Two indictments were returned against the appellee for selling whisky to a minor. The first charged him with selling to a minor on the 15th day of January ; the second, with selling to the same minor on the 15th day of February, of the same year. He entered a plea of guilty to the second indictment, and when the other case was called for trial, he interposed a plea of former conviction, relying upon the judgment upon the plea of guilty in the first case as a bar. On the trial of the issue under this plea before the court, a jury being waived, the state proved that the defendant had made sales of liquor to the minor prior to the 15th day of February, the date of the sale charged in the second indictment, and within one year of the finding of the first indictment, and also other sales subsequent to the time laid in the second indictment. The court found in favor of the defendant, sustained his plea of former conviction and discharged him. The state appealed.

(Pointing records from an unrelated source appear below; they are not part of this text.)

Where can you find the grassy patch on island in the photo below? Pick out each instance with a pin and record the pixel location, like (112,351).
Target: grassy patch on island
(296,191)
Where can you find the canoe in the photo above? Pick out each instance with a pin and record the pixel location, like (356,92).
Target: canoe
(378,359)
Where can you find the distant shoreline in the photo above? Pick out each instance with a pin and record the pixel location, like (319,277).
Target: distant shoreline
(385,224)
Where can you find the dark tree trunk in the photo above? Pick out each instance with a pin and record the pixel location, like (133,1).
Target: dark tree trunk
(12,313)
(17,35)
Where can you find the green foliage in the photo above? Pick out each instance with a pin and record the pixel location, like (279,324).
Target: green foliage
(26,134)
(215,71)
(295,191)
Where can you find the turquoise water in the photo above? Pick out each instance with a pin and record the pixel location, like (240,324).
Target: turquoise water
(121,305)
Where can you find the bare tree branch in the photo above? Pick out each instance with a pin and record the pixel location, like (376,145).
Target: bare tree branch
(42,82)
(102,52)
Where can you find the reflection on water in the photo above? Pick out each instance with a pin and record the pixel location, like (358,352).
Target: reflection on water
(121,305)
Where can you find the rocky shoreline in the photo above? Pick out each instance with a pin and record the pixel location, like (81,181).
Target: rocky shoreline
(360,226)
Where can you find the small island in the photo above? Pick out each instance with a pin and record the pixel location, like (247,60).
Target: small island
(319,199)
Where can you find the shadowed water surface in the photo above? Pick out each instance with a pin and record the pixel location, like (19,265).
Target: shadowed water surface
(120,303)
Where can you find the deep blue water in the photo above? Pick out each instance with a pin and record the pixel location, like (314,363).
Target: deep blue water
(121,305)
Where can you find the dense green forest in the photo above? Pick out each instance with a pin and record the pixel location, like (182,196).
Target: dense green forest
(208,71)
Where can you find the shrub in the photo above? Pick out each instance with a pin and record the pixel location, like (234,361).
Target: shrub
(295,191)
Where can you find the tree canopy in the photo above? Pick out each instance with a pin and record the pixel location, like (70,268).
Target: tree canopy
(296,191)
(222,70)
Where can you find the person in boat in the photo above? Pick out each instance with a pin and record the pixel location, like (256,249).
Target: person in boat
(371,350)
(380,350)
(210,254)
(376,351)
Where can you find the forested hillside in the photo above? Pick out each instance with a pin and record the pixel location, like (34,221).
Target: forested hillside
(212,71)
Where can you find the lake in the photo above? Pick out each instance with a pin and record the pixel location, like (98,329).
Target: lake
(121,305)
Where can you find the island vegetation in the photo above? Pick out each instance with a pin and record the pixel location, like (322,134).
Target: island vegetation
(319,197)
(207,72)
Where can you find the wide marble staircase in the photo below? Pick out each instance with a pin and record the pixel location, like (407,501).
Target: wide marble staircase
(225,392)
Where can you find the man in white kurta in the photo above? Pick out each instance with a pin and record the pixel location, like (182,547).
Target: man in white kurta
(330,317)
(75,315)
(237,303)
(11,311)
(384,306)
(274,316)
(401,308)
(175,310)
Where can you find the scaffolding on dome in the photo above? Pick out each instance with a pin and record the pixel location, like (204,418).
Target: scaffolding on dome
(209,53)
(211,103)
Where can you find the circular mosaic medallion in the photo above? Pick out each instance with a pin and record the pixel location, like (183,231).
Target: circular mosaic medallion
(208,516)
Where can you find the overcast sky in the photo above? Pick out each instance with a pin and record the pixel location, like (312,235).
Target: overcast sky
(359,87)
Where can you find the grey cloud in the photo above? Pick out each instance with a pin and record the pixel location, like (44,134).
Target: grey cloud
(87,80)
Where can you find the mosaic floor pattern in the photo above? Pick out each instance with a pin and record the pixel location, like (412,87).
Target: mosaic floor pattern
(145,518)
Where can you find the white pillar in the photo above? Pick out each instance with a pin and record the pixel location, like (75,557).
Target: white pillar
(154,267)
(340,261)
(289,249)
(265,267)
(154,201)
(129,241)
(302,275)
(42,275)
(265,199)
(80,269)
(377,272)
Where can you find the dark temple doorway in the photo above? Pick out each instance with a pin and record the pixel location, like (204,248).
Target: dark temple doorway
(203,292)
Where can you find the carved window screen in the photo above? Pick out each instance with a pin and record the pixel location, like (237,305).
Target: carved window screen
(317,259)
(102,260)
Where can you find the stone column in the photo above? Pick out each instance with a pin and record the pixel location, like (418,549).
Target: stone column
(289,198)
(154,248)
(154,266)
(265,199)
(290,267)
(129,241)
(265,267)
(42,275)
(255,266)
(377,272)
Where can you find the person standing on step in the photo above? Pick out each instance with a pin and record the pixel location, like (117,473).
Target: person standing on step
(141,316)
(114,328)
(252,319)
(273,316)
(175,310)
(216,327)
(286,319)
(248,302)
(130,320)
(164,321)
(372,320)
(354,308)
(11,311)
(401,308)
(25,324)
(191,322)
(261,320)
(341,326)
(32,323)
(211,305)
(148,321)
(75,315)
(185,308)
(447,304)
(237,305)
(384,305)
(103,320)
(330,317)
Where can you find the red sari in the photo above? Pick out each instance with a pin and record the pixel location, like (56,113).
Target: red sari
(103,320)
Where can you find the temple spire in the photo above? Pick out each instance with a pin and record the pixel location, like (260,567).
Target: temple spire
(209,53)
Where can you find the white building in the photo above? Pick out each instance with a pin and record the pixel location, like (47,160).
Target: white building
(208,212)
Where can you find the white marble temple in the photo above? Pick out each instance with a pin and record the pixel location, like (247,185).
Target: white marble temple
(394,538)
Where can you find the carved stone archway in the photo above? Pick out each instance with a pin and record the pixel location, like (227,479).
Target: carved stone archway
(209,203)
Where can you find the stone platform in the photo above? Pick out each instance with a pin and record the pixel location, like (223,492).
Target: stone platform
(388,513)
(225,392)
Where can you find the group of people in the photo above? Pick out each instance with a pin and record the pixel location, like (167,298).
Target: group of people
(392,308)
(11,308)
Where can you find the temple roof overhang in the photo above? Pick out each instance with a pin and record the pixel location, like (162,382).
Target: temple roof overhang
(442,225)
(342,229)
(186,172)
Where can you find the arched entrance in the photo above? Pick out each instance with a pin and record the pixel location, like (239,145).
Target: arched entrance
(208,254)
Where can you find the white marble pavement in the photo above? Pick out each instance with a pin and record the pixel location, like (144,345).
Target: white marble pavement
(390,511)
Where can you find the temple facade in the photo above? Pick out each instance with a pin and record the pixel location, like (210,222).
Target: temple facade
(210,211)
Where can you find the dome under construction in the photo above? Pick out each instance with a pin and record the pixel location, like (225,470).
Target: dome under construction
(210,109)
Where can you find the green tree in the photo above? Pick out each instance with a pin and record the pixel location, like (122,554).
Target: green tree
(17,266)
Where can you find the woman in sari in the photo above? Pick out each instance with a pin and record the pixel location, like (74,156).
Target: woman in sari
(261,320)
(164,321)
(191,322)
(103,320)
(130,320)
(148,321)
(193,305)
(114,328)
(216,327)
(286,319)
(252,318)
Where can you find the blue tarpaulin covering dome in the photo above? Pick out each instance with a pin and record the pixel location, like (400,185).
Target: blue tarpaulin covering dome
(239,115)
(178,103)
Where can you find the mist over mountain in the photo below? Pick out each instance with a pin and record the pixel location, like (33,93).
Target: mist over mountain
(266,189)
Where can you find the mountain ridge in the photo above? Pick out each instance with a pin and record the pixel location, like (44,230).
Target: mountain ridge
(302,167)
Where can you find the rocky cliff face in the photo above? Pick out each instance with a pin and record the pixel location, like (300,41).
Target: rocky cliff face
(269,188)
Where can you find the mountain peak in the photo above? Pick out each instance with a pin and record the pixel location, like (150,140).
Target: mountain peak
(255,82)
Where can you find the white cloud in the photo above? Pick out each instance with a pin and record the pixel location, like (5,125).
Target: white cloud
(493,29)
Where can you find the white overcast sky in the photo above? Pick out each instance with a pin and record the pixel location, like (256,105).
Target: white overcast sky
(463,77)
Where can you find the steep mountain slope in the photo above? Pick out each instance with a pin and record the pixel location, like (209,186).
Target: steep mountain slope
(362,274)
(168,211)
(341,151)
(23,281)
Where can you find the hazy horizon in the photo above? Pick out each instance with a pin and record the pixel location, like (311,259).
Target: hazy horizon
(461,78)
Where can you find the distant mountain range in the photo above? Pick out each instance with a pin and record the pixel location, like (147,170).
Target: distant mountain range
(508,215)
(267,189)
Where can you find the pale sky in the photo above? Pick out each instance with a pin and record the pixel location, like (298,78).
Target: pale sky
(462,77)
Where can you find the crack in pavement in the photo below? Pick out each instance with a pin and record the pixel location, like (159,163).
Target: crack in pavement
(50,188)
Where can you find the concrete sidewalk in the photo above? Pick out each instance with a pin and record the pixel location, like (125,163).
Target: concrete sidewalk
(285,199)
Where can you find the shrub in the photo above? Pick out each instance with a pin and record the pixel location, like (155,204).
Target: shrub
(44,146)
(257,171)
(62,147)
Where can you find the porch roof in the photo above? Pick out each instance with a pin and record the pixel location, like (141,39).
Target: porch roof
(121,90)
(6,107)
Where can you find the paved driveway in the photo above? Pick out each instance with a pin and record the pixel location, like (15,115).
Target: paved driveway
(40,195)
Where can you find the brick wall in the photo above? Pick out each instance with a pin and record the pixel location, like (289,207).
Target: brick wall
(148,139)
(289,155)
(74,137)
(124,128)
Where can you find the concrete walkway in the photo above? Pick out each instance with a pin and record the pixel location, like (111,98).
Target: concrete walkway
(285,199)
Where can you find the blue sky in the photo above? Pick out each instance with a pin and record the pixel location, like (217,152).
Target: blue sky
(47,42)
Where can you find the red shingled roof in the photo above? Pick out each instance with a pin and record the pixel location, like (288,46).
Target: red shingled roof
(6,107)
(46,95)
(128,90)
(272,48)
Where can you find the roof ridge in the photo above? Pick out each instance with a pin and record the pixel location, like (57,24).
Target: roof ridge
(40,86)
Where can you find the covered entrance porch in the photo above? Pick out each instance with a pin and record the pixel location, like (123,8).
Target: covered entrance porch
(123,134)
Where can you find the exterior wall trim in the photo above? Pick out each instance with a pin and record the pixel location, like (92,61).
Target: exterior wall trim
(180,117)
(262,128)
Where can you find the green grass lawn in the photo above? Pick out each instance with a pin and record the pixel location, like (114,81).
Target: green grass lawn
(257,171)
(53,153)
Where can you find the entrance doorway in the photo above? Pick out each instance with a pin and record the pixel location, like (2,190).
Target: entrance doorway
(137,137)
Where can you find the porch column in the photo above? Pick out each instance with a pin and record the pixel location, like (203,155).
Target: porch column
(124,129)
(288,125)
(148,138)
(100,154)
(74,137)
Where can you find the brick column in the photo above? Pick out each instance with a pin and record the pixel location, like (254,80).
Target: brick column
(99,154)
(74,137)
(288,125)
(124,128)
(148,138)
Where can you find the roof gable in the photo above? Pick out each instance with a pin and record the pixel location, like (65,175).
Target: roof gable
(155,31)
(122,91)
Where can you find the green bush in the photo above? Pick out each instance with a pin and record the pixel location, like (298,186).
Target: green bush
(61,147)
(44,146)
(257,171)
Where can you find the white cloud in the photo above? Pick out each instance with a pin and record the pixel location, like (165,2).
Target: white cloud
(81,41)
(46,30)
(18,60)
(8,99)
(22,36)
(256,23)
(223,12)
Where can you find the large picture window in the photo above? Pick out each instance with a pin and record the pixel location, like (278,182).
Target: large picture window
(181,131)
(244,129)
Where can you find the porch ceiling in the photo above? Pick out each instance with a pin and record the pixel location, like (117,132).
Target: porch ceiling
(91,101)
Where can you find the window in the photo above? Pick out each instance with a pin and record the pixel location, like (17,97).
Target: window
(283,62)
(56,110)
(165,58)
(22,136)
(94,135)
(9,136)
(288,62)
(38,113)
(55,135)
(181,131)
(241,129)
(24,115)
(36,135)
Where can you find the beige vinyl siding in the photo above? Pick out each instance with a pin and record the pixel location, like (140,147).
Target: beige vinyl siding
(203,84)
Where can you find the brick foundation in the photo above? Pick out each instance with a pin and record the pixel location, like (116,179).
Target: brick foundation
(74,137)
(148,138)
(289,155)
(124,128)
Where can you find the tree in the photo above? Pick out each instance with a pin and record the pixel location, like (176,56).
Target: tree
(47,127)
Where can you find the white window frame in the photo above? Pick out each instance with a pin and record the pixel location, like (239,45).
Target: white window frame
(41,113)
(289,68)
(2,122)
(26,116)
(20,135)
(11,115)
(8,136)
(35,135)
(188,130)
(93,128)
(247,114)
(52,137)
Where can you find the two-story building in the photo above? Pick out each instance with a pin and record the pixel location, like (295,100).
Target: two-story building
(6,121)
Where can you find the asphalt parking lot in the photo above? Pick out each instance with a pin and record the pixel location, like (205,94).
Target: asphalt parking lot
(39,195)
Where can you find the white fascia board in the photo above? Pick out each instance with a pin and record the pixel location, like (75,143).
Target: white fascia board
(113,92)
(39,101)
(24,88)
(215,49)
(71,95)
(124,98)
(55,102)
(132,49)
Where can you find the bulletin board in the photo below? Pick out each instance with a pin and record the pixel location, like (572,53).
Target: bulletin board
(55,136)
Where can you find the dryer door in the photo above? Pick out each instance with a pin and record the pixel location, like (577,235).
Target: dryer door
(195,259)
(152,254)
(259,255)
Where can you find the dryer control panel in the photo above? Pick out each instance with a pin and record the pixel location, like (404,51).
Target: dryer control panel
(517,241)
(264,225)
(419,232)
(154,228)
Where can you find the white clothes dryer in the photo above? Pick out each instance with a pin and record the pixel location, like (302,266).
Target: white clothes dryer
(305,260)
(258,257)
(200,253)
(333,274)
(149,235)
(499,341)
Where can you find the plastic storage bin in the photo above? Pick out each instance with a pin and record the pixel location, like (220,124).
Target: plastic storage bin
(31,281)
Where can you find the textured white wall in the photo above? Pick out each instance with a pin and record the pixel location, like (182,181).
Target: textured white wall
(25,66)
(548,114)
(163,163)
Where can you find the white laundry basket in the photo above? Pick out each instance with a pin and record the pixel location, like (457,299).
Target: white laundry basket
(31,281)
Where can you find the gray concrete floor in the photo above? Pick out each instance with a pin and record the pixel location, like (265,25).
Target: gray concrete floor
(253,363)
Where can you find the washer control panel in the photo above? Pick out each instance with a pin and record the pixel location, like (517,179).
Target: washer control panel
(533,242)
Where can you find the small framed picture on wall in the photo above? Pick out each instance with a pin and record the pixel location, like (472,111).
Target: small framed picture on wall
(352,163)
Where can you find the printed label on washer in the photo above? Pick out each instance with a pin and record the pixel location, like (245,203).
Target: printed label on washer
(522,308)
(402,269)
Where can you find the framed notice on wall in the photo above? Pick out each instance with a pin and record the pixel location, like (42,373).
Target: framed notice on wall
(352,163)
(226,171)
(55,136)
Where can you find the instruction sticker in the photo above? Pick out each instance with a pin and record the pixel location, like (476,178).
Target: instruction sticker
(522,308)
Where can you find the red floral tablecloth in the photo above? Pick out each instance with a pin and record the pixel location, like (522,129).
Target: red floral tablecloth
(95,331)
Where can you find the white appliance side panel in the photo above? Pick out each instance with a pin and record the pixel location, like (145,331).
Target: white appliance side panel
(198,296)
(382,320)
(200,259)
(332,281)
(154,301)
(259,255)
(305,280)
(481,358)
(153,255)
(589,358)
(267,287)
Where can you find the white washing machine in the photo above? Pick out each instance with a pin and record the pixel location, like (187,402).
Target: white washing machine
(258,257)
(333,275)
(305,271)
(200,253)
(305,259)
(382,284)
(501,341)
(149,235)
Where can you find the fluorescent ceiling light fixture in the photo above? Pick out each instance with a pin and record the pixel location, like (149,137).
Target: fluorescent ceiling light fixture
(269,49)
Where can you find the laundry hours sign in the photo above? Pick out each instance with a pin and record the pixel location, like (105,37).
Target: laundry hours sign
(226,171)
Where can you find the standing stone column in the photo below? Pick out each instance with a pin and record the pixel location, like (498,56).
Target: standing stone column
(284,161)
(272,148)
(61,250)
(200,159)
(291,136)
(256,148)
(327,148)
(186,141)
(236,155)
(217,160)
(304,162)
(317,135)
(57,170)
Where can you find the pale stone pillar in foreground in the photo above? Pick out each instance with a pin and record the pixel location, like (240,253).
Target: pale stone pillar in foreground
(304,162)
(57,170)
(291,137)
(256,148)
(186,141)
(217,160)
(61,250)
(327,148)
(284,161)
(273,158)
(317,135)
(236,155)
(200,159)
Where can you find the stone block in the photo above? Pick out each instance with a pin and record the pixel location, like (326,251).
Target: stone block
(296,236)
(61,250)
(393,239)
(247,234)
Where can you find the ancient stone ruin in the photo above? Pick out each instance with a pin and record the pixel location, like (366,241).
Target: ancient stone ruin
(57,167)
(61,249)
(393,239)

The finding is not sustained by the proof. Each sale of liquor by the defendant to the minor was a separate offense, and there could be as many convictions as there were sales made. (Emerson v. State, 43 Ark., 372.) It is true the state may preclude the possibility of more than one conviction, even where there have been many sales, by taking a wide range in the proof, putting all the guilty sales in evidence, and relying upon the whole proof for a single conviction. In that case the defendant can be convicted upon the proot of any one of the sales made within a year of the finding of the indictment, and it is the established rule that the former conviction is a bar to a subsequent indictment for any offense of which the defendant might have been convicted upon the testimony under the indictment in the first case. Nunnelly’s case, Ark., 68, is an illustration in point. But it is necessary in this class of cases, as in others, for the defendant, in order to sustain a plea of former conviction, not only to produce the record of conviction, but to show that he has been tried for the same oflense for which he is being prosecuted. The defendant in this case offered no parol testimony at all to sustain his plea, but relied upon the record of conviction.
There is no presumption that the sale made on the 15th of February is the same sale charged to have been made on the 15th of January (Emerson v. State, sup.), and the fallacy that the conviction in the case that had already been tried might have been had upon proof of a sale made on the day charged in the pending indictment, is exposed by the record of conviction itself. It is shown on the face of it that the defendant entered his plea of guilty to the specific charge laid in the indictment — that is, to a sale made on the 15th day of February. This judgment is therefore a conviction of selling on that day and no other, and cannot be successfully pleaded as a bar to a prosecution for an illegal sale made upon any other day.
The judgment must be reversed, and the cause remanded for further proceedings.